Norwitch was born in Odessa, Russia (present-day Ukraine) in 1894 and emigrated to the United States with his family as a child. Initially settling in Baltimore, Norwitch went to work at a clothing factory from the age of 13. He married Mae Schreiber in about 1917; they had two children, Mildred and Bernard. Norwitch became affiliated with the Amalgamated Clothing Workers union and moved to Philadelphia in 1926 to work as a business agent for the Joint Board Cutters and Trimmers Local 110. His union work brought him into local politics, and he became active in the Nonpartisan League, a socialist group, in 1934. He joined the Democratic Party and served as a delegate to the 1948 Democratic National Convention in Philadelphia, where President Harry S. Truman was nominated for a new term.

In 1949, Norwitch ran for a seat on Philadelphia's City Council in a special election that followed the death of L. Wallace Egan. Every seat on the Council was, at that time, held by Republicans, but Norwitch emerged the victor in his West Philadelphia district, defeating Republican James H. McHale, Progressive Lillian R. Narins, and independent Democrat Michael J. O'Connor. He and Maxwell E. Seidman, elected the same day, made up the council's entire Democratic caucus.

In 1951, Norwitch was reelected to Philadelphia City Council from West Philadelphia's 3rd district, part of a Democratic wave that swept the Republicans from power for the first time in 67 years. In 1954, he successfully opposed the efforts of fellow Democrats James Tate and Michael J. Towey to weaken the civil service reforms of the new charter. The following year, he was reelected with a slightly reduced majority.

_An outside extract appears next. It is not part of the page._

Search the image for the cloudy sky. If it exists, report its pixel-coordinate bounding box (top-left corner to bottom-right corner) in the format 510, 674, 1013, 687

In 1956, charter amendments aimed at weakening civil service protections were proposed again. Norwitch remained opposed, but the amendments found the required two-thirds vote in Council to make it on to the ballot for popular approval. The referendum failed in a vote that April. That same year, Norwitch sponsored a bill to extend the city's rent control policy. The bill passed, but was struck down by the Supreme Court of Pennsylvania that December. In 1959, Norwitch ran for a fourth Council term and defeated Republican Abraham Levin with 63.7% of the vote, his greatest margin to date.

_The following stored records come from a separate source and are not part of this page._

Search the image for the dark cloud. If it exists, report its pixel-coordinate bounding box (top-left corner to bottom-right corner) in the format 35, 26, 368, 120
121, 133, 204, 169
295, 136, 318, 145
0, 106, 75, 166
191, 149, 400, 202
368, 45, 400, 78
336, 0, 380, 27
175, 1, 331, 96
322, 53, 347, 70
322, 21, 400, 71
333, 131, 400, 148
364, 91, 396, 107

As chairman of City Council's appropriations committee, Norwitch was involved with decisions about taxation and spending. In the early 1960s, he joined with Council President Tate to oppose the tax hikes called for by Mayor Richardson Dilworth, while continuing to advocate the city worker wage increases the new taxes were intended to fund. Ultimately, Council and the mayor agreed to a budget that was the largest in the city's history, including a wage tax hike from 1.5% to 1.625%. Norwitch defended the deal, noting that city workers' salaries lagged behind the rest of the nation, and that the tax increase was evenly spread between wage and property taxes. Norwitch also voted for increased funding for police and schools. In 1963, Norwitch ran for a fifth term. He had no primary election opposition and easily defeated Republican Mary Jane Ladner, getting 59% of the vote.

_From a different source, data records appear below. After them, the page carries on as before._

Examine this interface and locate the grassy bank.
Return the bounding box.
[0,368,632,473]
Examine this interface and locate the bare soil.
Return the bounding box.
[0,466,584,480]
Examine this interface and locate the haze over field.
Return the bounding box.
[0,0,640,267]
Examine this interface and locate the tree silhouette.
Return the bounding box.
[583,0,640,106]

That same year, Norwitch testified before a grand jury investigating campaign contributions to him by a laundry business while a bill regulating such businesses was before the Council. Norwitch claimed there was no connection between the two, and was never charged. After Tate was elected mayor, Norwitch continued to support him, and clashed with fellow Democrat and City Council President Paul D'Ortona over taxation issues. In a change from his position of a few years earlier, Norwitch held the line on spending, voting to stop proposed pay increases for some city workers.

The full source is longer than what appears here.